The researchers reviewed (using a computerized system) 137,000 ECG recordings obtained from 42,751 patients during the period March 1987 to July 2000. The patients were followed for an average of 5.3 years during which 1,050 of them (2.4%) developed AF verified by ECGs. Being male was found to be the strongest risk factor, increasing risk by a factor of 4.4. Age was also important with the average age of participants developing afib being 67.5 years vs. 55.8 years for those who remained in sinus rhythm. African-Americans had an increased risk of developing afib, while Hispanics had a lower risk when compared to white Caucasians.

In studying the baseline ECGs and correcting for possible confounding variables, the researchers conclude that the following factors significantly increase the risk of developing AF.
(1) heartbeat101
(2) Premature atrial contractions
(3) Pindex is defined as the standard deviation of P-wave duration across the 12 leads and may reflect the heterogeneity of diseased atria.
(4) Maximum duration of the P-wave
(5) Premature ventricular contractions

The association between a high Pindex and AF risk was particularly strong in patients younger than 60 years (Hazard ratio of 5.3) and older than 90 years (Hazard ratio of 7.4). The researchers conclude that the Pindex, a measurement of disorganized atrial depolarization, is one of the strongest predictors of future atrial fibrillation.

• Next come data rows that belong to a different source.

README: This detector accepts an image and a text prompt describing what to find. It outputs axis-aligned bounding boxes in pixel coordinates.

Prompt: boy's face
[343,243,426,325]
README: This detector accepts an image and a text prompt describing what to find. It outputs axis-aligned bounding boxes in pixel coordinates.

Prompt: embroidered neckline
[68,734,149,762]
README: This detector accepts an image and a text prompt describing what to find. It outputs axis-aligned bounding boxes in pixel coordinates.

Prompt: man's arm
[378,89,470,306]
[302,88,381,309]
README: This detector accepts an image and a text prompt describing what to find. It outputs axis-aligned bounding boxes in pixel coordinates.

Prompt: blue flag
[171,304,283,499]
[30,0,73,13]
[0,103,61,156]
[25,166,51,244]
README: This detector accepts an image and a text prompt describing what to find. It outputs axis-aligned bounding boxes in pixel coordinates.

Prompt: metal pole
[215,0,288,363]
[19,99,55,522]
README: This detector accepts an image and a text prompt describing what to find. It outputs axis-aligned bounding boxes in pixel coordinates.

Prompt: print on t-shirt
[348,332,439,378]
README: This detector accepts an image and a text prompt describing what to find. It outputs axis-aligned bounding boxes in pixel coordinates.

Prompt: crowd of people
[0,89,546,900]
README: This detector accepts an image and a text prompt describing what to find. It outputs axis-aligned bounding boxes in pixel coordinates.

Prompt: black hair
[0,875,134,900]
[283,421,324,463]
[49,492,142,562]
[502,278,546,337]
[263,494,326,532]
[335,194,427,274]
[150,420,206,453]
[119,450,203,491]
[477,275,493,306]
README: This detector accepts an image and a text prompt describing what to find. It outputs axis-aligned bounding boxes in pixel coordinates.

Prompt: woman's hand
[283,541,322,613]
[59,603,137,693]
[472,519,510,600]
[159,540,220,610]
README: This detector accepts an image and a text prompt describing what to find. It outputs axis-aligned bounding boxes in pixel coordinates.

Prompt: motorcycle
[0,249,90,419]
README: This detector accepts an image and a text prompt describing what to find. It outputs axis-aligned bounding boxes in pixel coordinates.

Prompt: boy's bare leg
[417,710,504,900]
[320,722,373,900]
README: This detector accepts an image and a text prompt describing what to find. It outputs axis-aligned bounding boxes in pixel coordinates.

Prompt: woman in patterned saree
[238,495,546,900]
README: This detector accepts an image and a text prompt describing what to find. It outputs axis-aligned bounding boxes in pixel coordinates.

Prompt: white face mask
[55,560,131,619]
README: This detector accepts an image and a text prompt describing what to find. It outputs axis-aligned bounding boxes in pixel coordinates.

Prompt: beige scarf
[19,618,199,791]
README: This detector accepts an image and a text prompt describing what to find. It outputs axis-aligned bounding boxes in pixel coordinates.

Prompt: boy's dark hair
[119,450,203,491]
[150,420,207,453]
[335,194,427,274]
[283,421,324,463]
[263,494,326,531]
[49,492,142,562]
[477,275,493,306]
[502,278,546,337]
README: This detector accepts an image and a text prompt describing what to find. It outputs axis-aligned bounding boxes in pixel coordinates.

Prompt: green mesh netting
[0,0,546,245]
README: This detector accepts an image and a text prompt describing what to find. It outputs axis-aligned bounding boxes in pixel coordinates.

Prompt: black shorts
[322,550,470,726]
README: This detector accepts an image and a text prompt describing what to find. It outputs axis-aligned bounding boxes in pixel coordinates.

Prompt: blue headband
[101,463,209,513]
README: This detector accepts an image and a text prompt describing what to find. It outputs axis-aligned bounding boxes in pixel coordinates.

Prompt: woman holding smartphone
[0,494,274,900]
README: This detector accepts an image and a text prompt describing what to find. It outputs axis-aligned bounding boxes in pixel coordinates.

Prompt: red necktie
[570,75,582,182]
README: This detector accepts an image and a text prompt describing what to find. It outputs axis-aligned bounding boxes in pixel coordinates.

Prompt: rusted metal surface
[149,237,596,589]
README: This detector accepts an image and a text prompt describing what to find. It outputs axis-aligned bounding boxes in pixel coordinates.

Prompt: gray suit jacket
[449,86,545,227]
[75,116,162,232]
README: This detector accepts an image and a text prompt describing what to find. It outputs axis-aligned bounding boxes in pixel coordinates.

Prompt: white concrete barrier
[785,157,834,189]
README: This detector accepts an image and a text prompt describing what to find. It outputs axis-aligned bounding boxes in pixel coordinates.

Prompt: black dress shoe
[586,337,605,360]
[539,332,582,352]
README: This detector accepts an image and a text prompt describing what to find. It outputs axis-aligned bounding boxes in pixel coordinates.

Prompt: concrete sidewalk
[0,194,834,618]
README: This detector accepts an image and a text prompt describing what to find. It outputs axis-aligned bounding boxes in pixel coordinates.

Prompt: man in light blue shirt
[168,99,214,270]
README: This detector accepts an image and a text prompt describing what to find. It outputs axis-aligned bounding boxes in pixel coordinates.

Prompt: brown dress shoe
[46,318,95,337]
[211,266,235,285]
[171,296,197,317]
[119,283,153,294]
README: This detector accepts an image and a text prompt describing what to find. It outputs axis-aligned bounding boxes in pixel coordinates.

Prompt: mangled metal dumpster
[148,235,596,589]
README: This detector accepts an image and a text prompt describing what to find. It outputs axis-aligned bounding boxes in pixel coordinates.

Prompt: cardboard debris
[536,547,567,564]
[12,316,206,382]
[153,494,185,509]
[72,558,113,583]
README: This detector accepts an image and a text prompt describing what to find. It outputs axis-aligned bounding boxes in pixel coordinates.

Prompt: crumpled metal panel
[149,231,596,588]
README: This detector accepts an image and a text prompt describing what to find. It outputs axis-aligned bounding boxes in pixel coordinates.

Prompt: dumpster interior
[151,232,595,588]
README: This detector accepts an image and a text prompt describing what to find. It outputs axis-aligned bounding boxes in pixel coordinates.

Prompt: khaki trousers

Perez, MV, et al. Electrocardiographic predictors of atrial fibrillation. American Heart Journal, Vol. 158, No. 4, October 2009, pp. 622-28

Editor's comment: The finding that a Pindex > 35 ms confers a 5-fold increase in the risk of developing afib among people below the age of 60 years may be of particular interest if future research establishes a correlation between Pindex and certain lifestyles, environmental or dietary factors. The authors of the paper make this interesting comment – "Atrial fibrillation has been growing at a pace rapid enough to be labeled an epidemic". Perhaps the medical research fraternity needs to address the question "WHY?" with greater vigor!